[Date Prev][Date Next][Thread Prev][Thread Next][Date Index][Thread Index]

RE: -1 on the features draft



Tim Bray wrote:
> 4. The mechanism for specifying features needs to be 
> decoupled from the initial list of features.  A substantial 
> number of the features here are wide-open 
> roll-out-the-red-carpet invitations to violations of Postel's 
> law.  I believe that APP server implementations bloody well 
> SHOULD accept content type="text | html | xhtml", otherwise 
> what was the point of building all that machinery into 4287.  

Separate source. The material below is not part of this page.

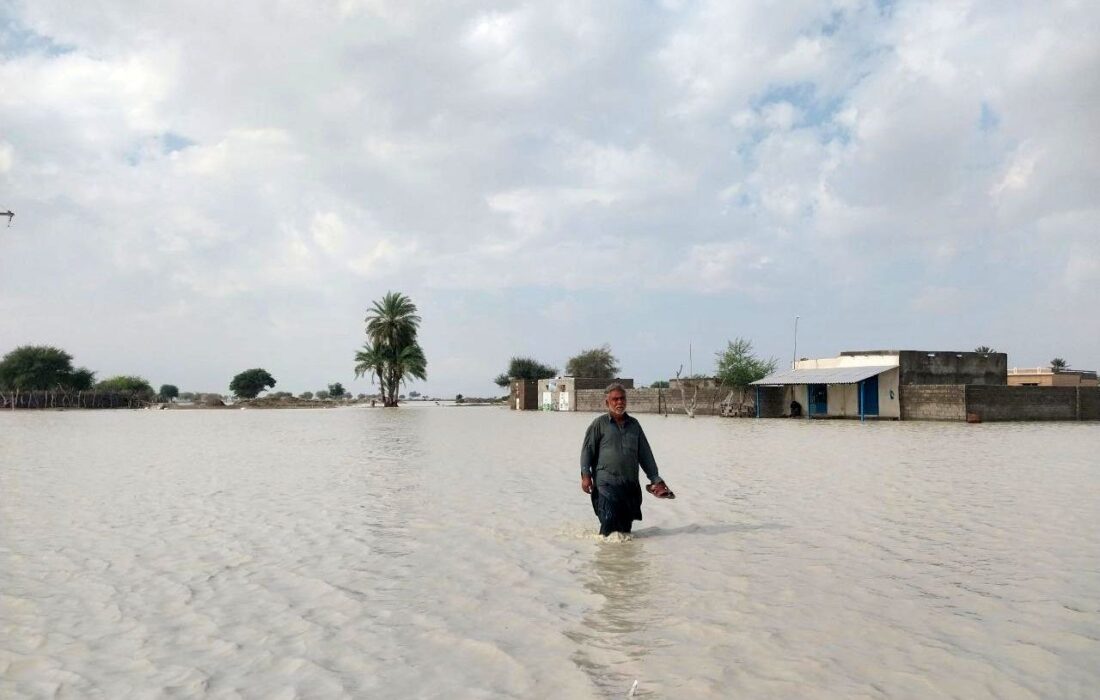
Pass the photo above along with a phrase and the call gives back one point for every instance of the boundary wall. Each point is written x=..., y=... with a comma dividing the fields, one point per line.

Here is an attempt to reduce the feature set by replace the following
features:
     XHTML content, XHTML rights, XHTML summary, XHTML title
     HTML content, HTML rights, HTML summary, HTML title
     Text content, Text rights, Text summary, HTML summary
with one feature:
     HTML is preferred/supported/unsupported in text constructs.

Any server that accept XHTML or HTML should accept plain text, because
it is trivial to convert from plain text to XHTML or HTML:
    <xsl:template match='atom:content[@type="text"]'>
       <atom:content type='xhtml'>
          <html:div>
            <xsl:value-of select='normalize-space(.)'/>
          </html:div>
       </atom:content>
   </xsl:template>
In particular, RFC4287 says that we can't depend on blank lines between
paragraphs being preserved, and it is not clear on whether
<SPACE><NEWLINE> can be collapsed to just <SPACE>, which means that
plain text is not appropriate for anything except a single paragraph.

A server can trivially strip out any markup it wants from XHTML text
constructs. Servers should be expected to strip out @id, @class, @style,
<style>, <script>, <font> and a host of other problematic markup. At the
extreme, any server can accept XHTML anywhere it accepts plain text,
simply by stripping out all the markup. This might result in significant
information loss (e.g. stripping the markup from a table would result in
a mess). However, clients can mitigate this by avoiding complex
constructs like tables and lists in places they are likely to be
stripped (titles and summaries, in particular).

As a result, I think there is no need to have features that distinguish
between plain text and XHTML text; every implementation should support
both.

However, I think it is unreasonable to require implementations to parse
HTML. I think content producers (clients and servers) should observe
Postel's law and send XHTML; the receiver can always easily convert it
to HTML if needed. If the server accepts HTML at all, it should support
it in all text constructs (likely stripping out markup different types
of markup for titles, summaries, rights, and content).

- Brian